Social scientists have often studied the characteristics of a surrounding neighborhood to understand their connection to a resident's personal traits of trust, criminality, antisocial behavior, paranoia, violence, or depression. In a recent study, researchers discovered that visitors to a particular neighborhood developed a level of trust and paranoia comparable to the residents in as little as 45 minutes. “To explain associations between social deprivation or environmental harshness and behaviour, we may need to consider not just irreversible developmental effects, but also people’s ongoing ‘diet’ of exposure to particular current contextual cues,” the authors wrote in their study, which appears online in PeerJ.
Cause or Effect?
Previous studies have established that living in a deprived area is associated with poorer mental health and a less trusting outlook, however no study has proven which comes first: Do people become less trusting in response to their surroundings, or do people who are less trusting from the start tend to reside in more deprived areas? Researchers from the School of Psychology at Newcastle University decided to run an experiment to explore the cause and effect of this relationship. Between July 2012 and June 2013, the researchers used questionnaires to measure residents’ levels of trust and paranoia in two very different communities. Predictably, the team discovered that residents living in the deprived neighborhood displayed lower levels of social trust and higher levels of paranoia than those living in the affluent neighborhood.

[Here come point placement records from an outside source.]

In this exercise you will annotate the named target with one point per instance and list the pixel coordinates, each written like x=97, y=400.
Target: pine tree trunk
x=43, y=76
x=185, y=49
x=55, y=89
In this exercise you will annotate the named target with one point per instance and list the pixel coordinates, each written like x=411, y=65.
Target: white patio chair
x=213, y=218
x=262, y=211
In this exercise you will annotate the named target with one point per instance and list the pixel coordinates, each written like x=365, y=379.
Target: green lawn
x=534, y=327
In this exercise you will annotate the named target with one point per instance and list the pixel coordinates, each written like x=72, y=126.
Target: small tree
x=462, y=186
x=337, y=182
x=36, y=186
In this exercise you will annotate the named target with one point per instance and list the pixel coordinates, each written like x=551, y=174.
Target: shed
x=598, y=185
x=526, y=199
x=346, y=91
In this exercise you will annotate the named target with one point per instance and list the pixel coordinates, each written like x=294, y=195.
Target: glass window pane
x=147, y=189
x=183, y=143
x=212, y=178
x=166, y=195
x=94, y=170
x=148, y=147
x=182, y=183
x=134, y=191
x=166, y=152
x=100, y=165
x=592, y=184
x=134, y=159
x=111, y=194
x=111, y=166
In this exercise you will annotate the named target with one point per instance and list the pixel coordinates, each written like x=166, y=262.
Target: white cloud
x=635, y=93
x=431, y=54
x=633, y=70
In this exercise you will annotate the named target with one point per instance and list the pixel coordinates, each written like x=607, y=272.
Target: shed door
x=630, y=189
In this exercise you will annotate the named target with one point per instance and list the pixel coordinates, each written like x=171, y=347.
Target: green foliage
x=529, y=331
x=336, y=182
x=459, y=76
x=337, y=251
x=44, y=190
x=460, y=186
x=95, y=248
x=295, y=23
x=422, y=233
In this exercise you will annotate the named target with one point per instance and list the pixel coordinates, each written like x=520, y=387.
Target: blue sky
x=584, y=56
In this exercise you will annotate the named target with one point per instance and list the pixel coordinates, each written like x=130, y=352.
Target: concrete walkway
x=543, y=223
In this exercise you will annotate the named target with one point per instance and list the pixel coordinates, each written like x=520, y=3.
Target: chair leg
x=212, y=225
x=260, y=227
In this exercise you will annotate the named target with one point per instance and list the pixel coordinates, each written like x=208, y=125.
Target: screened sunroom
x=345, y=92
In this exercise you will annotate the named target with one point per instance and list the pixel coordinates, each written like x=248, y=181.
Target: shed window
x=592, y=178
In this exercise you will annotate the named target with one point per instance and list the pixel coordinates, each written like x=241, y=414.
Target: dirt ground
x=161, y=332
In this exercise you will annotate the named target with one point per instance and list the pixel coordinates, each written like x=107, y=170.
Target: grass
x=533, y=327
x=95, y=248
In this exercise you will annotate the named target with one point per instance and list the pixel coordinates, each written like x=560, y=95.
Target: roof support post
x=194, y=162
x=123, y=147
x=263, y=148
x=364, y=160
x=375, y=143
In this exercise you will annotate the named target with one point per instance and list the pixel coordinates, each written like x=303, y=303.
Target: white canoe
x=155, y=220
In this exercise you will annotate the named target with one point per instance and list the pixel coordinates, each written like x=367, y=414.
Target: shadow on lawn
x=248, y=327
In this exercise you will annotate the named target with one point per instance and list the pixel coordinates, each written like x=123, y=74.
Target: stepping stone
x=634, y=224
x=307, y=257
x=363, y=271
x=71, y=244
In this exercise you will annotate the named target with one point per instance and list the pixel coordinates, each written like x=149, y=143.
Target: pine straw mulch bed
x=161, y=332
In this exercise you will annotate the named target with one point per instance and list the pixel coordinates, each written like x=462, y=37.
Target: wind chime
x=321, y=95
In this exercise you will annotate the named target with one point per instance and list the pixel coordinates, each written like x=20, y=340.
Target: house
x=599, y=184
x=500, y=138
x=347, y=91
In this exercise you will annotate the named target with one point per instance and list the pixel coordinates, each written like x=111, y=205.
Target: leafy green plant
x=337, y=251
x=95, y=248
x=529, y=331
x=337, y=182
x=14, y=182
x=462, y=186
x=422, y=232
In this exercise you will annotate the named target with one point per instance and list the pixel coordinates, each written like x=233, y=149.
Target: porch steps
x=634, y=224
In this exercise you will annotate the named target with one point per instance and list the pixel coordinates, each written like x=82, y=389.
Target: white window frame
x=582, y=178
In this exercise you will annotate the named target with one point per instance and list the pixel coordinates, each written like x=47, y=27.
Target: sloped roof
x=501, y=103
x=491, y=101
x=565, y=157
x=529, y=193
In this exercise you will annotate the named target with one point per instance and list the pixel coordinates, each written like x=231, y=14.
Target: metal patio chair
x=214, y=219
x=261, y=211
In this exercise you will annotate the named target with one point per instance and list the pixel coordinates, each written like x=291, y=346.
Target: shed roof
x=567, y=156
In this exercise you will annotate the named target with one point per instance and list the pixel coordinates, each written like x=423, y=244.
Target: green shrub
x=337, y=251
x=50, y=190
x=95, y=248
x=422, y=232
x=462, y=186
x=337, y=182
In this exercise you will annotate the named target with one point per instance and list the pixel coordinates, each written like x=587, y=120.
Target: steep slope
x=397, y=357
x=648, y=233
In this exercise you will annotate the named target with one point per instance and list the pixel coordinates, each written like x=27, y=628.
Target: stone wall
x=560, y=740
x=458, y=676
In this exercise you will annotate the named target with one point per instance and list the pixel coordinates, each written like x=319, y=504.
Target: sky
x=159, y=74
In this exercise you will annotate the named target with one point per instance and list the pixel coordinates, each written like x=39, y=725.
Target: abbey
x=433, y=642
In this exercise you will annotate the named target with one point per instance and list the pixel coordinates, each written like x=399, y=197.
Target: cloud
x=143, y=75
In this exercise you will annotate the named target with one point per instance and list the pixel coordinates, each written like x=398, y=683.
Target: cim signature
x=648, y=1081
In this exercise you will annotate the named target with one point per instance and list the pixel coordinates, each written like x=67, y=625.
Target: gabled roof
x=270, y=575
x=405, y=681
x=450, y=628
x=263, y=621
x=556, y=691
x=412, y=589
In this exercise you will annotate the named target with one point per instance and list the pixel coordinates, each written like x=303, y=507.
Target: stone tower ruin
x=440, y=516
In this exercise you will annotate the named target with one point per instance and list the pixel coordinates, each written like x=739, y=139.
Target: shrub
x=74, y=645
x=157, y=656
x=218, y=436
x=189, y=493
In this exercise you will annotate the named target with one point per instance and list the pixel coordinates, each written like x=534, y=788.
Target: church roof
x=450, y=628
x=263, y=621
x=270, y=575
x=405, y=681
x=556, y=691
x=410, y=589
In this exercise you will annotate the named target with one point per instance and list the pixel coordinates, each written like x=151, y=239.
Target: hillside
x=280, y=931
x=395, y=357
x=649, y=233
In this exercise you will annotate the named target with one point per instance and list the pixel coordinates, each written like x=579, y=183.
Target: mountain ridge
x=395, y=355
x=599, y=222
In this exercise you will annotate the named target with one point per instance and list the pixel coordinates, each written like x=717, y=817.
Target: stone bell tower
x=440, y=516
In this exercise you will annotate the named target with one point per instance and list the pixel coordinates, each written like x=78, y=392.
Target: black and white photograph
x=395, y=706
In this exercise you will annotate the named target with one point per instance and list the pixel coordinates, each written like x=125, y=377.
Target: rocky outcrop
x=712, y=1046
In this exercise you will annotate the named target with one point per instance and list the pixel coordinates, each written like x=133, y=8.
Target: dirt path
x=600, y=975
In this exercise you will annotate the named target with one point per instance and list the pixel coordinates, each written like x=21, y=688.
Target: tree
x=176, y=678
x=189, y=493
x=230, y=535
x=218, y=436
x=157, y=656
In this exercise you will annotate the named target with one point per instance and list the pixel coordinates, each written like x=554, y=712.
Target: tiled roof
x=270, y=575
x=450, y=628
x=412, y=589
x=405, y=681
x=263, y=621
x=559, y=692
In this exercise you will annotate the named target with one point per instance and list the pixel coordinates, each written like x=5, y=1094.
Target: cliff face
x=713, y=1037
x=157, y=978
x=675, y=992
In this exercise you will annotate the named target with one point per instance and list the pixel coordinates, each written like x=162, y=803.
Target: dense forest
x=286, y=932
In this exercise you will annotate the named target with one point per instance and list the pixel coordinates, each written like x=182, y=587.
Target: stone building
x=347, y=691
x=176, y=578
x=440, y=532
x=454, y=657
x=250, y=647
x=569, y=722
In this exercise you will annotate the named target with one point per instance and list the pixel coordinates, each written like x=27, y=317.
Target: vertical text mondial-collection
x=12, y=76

Next, the researchers recruited 52 student volunteers, who were not from either neighborhood. These participants were randomly assigned to one neighborhood or the other and then bussed there in small groups with one of the experimenters. At a particular drop-off point, volunteers were each given a packet of questionnaires, a list of resident addresses, and a map, and then instructed to deliver the questionnaires. Lastly, the participants, who had no knowledge of the purpose of the study, were instructed to return to the waiting vehicle after 45 minutes even if they had not successfully found all target addresses.

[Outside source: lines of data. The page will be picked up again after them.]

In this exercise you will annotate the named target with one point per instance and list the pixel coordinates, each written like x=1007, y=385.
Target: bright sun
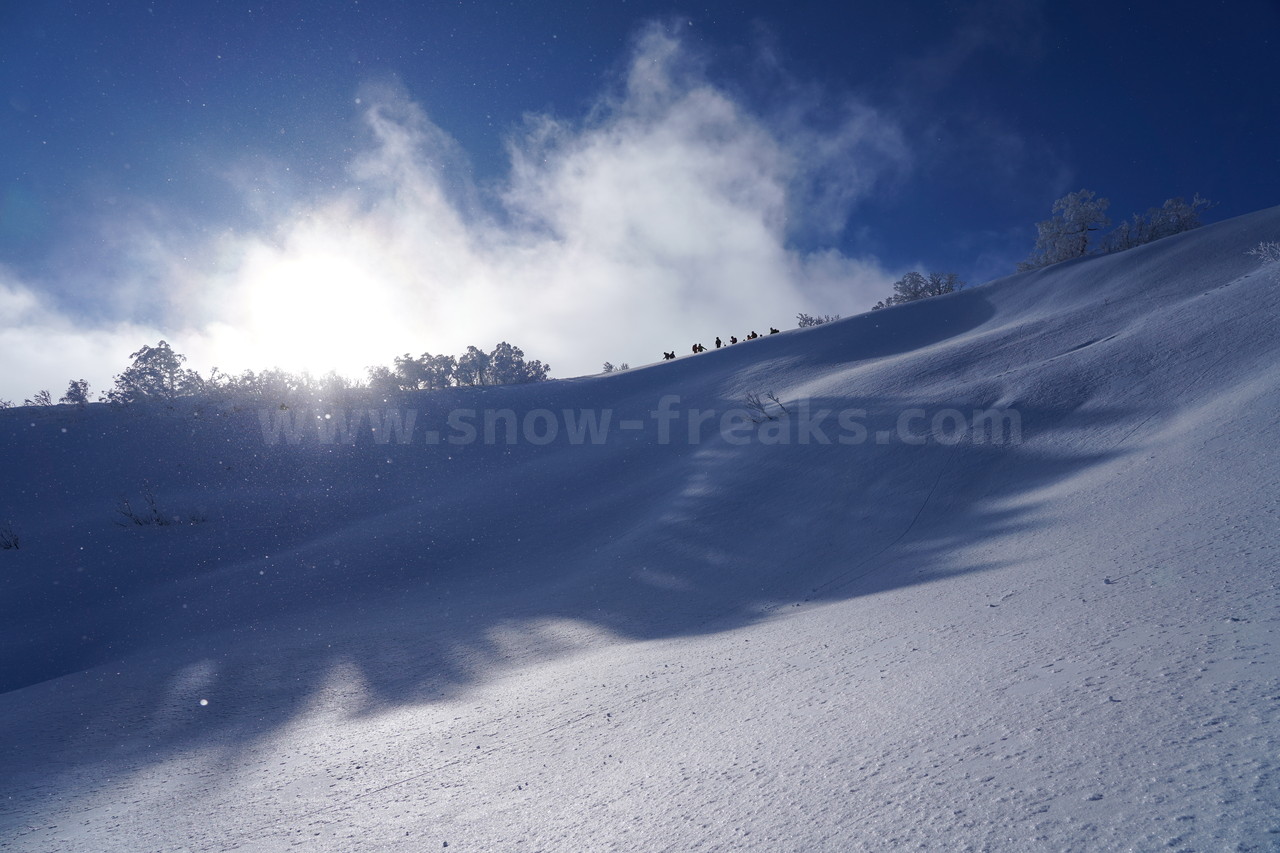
x=316, y=313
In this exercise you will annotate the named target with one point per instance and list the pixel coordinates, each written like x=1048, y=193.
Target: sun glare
x=318, y=313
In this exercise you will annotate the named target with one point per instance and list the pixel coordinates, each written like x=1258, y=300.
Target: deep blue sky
x=1001, y=108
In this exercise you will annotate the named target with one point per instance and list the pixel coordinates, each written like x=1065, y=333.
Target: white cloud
x=668, y=215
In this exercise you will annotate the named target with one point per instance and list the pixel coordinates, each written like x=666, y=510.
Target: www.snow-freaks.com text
x=762, y=422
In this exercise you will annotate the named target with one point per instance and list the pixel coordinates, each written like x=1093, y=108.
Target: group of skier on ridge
x=698, y=347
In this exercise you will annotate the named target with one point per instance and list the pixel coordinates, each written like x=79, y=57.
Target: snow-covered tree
x=507, y=366
x=917, y=286
x=472, y=368
x=1175, y=217
x=1066, y=233
x=77, y=393
x=156, y=373
x=425, y=373
x=807, y=320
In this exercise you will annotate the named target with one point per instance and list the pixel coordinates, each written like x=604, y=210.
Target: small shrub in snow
x=1267, y=251
x=151, y=515
x=758, y=407
x=77, y=393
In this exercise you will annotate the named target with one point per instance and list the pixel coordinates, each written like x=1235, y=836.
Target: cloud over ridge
x=671, y=213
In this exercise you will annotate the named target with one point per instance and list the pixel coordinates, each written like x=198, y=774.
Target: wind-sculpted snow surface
x=995, y=570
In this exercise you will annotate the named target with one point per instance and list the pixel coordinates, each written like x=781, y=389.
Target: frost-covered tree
x=77, y=393
x=807, y=320
x=382, y=381
x=507, y=366
x=1175, y=217
x=156, y=373
x=917, y=286
x=1066, y=233
x=472, y=368
x=425, y=373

After the student volunteers completed the mission, the researchers measured their levels of trust and paranoia and discovered significant differences between the two groups depending on which neighborhood they had visited. In fact, the measurements of trust and paranoia mirrored those of the residents, with participants who visited the deprived community reporting lower social trust and higher paranoia than those who visited the affluent one. “Individuals might be quite stable in their trust and paranoia if measured repeatedly over time, but this could simply mean that their exposure to the triggering cues occurs continually,” the authors wrote. “It does not mean that their trust and paranoia would not change if their environment changed.” Yet would all people be equally sensitive to their environment and so effortlessly and quickly respond to its transformation?
The results of the study certainly imply that any negative impact on residents might rapidly reverse if an environment were to be upgraded, yet it is not so clear as to whether the health of people negatively impacted by a bad neighborhood would be so quick to improve if their environment changed for the better. “Especially as all the evidence suggests that the health impacts of stress arise cumulatively from the life stress you are exposed to,” Dr. Daniel Nettle, professor of behavioral science at Newcastle University, told Medical Daily in an email. “This means that even if the stress is improved, there is still going to be a legacy of embodied adversity that might stay with you for a long time. But we should not be too fatalistic about this — I still think if you can improve people's circumstances, it's always a good thing.”
Asked if the age of participants affected the study results — would the outcome be different if older, more worldly volunteers visited each neighborhood? “It may be that young people at that age are particularly malleable, but I have no direct evidence that this is the case,” Nettle told Medical Daily.
Finally, although the current study did illustrate how an environment influences an individual, it doesn't explain whether it is the sights, the sounds, the way the people behave, the litter on the sidewalk, or something else that creates such profound effects. “I think the next step would be to do experiments investigating carefully what kinds of cues people respond to in their judgements about their environment,” Nettle told Medical Daily. “This could help with working out practical implications — such as the value of clearing up litter for mental health.” Certainly, the results of this study and its clear link between environment and mental health should be remembered by urban planners, policy-makers... and the rest of us.